One of the things I miss most about college are the latkes that graced every Jewish holiday celebrated at the campus Hillel. Hours upon hours were spent in the kitchen preparing hundreds of latkes that would vanish from the large platters before they had the chance to lose that fresh-from-the-skillet crisp exterior. For me, latkes are still a comfort food, although one I have enjoyed less regularly since the end of my college years.

While the traditional latke still holds a fond place in my heart, the concept is so simple it’s hard not to experiment every once in a while with a twist on tradition. This recipe was sparked by the following post on Well+Good, one of my favorite health and fitness blogs. As I started to gather my ingredients, I noticed a sweet potato on the counter, left over from a sweet-potato-for-breakfast binge a couple weeks earlier. The sweet, starchy potato adds back that quintessential latke feeling, while maintaining the healthier-and-different-tasting vibe of these remixed latkes.

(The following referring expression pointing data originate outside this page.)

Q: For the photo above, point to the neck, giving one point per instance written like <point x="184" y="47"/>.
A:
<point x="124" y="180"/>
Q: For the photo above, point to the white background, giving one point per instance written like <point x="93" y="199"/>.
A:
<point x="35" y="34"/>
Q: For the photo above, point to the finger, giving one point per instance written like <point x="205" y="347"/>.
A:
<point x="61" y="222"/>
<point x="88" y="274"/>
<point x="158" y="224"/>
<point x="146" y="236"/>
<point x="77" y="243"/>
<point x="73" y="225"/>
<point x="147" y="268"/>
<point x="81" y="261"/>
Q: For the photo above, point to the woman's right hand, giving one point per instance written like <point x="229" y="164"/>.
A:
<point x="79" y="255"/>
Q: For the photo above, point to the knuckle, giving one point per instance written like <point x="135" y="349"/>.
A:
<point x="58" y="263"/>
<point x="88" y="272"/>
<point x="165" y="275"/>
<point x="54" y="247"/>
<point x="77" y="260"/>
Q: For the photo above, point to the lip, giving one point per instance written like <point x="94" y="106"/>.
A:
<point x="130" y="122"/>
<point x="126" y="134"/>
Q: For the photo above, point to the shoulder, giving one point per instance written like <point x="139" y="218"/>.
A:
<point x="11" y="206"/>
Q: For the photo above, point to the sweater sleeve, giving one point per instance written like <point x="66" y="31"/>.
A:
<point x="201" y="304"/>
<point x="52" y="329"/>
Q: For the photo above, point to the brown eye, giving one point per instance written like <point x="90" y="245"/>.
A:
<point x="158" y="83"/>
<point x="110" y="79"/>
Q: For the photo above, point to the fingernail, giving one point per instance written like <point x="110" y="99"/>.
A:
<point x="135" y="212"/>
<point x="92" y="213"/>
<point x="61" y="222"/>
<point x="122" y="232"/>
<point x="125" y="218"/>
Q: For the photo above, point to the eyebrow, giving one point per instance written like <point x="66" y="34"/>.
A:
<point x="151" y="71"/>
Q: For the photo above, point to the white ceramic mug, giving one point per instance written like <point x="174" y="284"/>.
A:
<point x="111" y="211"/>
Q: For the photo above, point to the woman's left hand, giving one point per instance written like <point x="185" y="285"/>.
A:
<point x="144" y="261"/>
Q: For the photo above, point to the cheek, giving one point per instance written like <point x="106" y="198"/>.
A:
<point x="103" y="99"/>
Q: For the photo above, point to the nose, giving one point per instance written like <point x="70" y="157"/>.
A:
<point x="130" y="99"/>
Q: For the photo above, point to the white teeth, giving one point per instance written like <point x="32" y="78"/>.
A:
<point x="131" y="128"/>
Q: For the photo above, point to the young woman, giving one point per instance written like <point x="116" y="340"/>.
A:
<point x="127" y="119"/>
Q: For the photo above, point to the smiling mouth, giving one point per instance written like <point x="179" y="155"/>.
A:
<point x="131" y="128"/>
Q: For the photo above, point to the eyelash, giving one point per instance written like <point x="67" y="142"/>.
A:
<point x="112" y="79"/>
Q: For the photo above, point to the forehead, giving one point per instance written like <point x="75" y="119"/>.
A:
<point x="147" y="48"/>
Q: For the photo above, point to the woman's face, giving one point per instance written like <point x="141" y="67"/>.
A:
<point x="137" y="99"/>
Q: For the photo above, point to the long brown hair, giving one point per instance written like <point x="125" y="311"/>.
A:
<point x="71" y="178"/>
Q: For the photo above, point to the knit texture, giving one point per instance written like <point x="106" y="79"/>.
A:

They taste best right out of the oven, but can also be stored in the fridge or even frozen, then re-heated in the microwave or toaster oven. I don’t mind a bit of char around the edges, but if you prefer your latkes singe-free, take care to keep the edges neat (no stray shavings poking out an an angle) when shaping them. And, of course, while you can enjoy them as is, I highly recommend topping with some plain greek yogurt/sour cream and applesauce to complete the latke experience.


3 medium gala apples

1 large sweet potato

3 medium parsnips

2 eggs

fresh ground black pepper

cooking spray


Preheat the oven to 450 degrees F. Peel the skin from the sweet potato, remove tops from parsnips, and cut/core the apples. Using a grater, shred the sweet potato, parsnips, and apples into a large bowl.

Grated sweet potato

Grated sweet potato

Grated parsnip

Grated parsnip

Grated apple

Grated apple

Whisk eggs together in a small bowl, then pour over the mixture. Grate pepper on top to taste, then mix until egg completely coats the sweet potato, parsnip, and apple gratings. I recommend using your hands for maximum egg-coverage, but you could also use a fork.

Spray 2-3 baking sheets with cooking oil. Form the egg-coated mixture into palm-sized patties and place on the baking sheet, leaving about 1/4 inch on all sides. Note that the larger the patties, the more likely they will fall apart when removed from the baking sheet.

Latkes ready for the oven

Latkes ready for the oven! If you want to avoid charred edges, remove any stray pieces of sweet potato, parsnip, or apple from each latke before baking.

Bake until fully cooked, about 20 minutes. While still hot, remove from baking sheet.

Fully cooked latkes.

Fully cooked latkes.

Serve immediately, or let cool on a plate and then refrigerate or freeze.